2.6.2 Mann-Kendall test data.frame
To replicate this for each location by using group_by()
of dplyr package:
ehsa <- gi_stars %>%
group_by(County) %>%
summarise(mk = list(
unclass(
Kendall::MannKendall(gi_star)))) %>%
tidyr::unnest_wider(mk)
head(ehsa)
# A tibble: 6 × 6
County tau sl S D varS
<chr> <dbl> <dbl> <dbl> <dbl> <dbl>
1 Anhua 0.191 0.303 26 136. 589.
2 Anren -0.294 0.108 -40 136. 589.
3 Anxiang 0 1 0 136. 589.
4 Baojing -0.691 0.000128 -94 136. 589.
5 Chaling -0.0882 0.650 -12 136. 589.
6 Changning -0.750 0.0000318 -102 136. 589.
And sort to show significant emerging hot/cold spots:
# A tibble: 6 × 6
County tau sl S D varS
<chr> <dbl> <dbl> <dbl> <dbl> <dbl>
1 Shuangfeng 0.868 0.00000143 118 136. 589.
2 Xiangtan 0.868 0.00000143 118 136. 589.
3 Xiangxiang 0.868 0.00000143 118 136. 589.
4 Chengbu -0.824 0.00000482 -112 136. 589.
5 Dongan -0.824 0.00000482 -112 136. 589.
6 Wugang -0.809 0.00000712 -110 136. 589.
2.7 Performing Emerging Hotspot Analysis
To perform Emerging Hotspot Analysis (EHSA), we can use the emerging_hotspot_analysis()
function from the sfdep
package. This function analyzes spatio-temporal trends by detecting areas that are hotspots over time. It takes the following parameters: - x
: The spacetime object (e.g., GDPPC_st
). - .var
: The variable of interest (e.g., "GDPPC"
). - k
: Number of time lags (default is 1). - nsim
: Number of simulations to run (e.g., 99).
set.seed(1234)
ehsa <- emerging_hotspot_analysis(
x = GDPPC_st,
.var = "GDPPC",
k = 1,
nsim = 99
)
ehsa
# A tibble: 88 × 4
location tau p_value classification
<chr> <dbl> <dbl> <chr>
1 Anxiang 0.221 0.232 sporadic coldspot
2 Hanshou 0.147 0.434 sporadic hotspot
3 Jinshi 0.441 0.0151 oscilating hotspot
4 Li -0.824 0.00000482 sporadic coldspot
5 Linli 0.118 0.537 oscilating hotspot
6 Shimen -0.471 0.00946 oscilating coldspot
7 Liuyang 0.868 0.00000143 sporadic hotspot
8 Ningxiang -0.559 0.00201 sporadic coldspot
9 Wangcheng -0.162 0.387 sporadic coldspot
10 Anren 0.456 0.0120 sporadic coldspot
# ℹ 78 more rows
2.7.1 Visualising the Distribution of EHSA classes
To visualize the EHSA classification distribution using a bar chart with ggplot2
:
ggplot(data = ehsa, aes(x = classification)) +
geom_bar()
The bar char shows that sporadic cold spots class has the high numbers of county.

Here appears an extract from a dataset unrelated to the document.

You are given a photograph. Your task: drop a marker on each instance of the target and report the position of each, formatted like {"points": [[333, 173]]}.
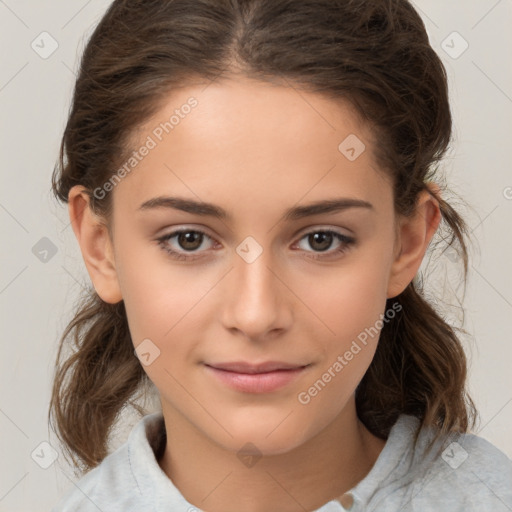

Note that in the above plot, we did not filter for statistically significant EHSA results, which may be misleading for our analysis
To filter for statistically significant EHSA results, we should focus on locations where the p_value
is below a threshold (< 0.05).
ehsa_significant <- ehsa %>%
filter(p_value < 0.05)
ggplot(data = ehsa_significant, aes(x = classification)) +
geom_bar()
This will display a bar chart showing the distribution of EHSA classes for locations with statistically significant results. Note that the distribution is similar, but the magnitude is smaller after filtering.
2.7.2 Visualising EHSA
To visualise the geographic distribution EHSA classes, we need to join both hunan and ehsa together before creating the plot. Note that in this case, we have filtered for statistically significant results.
hunan_ehsa <- hunan %>%
left_join(ehsa,
by = join_by(County == location))
ehsa_sig <- hunan_ehsa %>%
filter(p_value < 0.05)
tmap_mode("plot")
tm_shape(hunan_ehsa) +
tm_polygons() +
tm_borders(alpha = 0.5) +
tm_shape(ehsa_sig) +
tm_fill("classification") +
tm_borders(alpha = 0.4)
2.7.3 Interpretation of EHSA classes
Additional Notes
Final Notes:
EHSA and the Mann-Kendall test complement each other by analyzing spatio-temporal data in different ways.
The Mann-Kendall test checks for monotonic trends without randomization or permutation, calculating a tau value that indicates trend strength.
On the other hand, EHSA includes simulations, providing more robust spatial analysis with its own tau and p-values, which may differ from those in the Mann-Kendall test. And we will have use the EHSA results to do our final hotspot classification.
By performing both, we gain deeper insights into spatio-temporal trends, accounting for both trend significance and spatial randomness.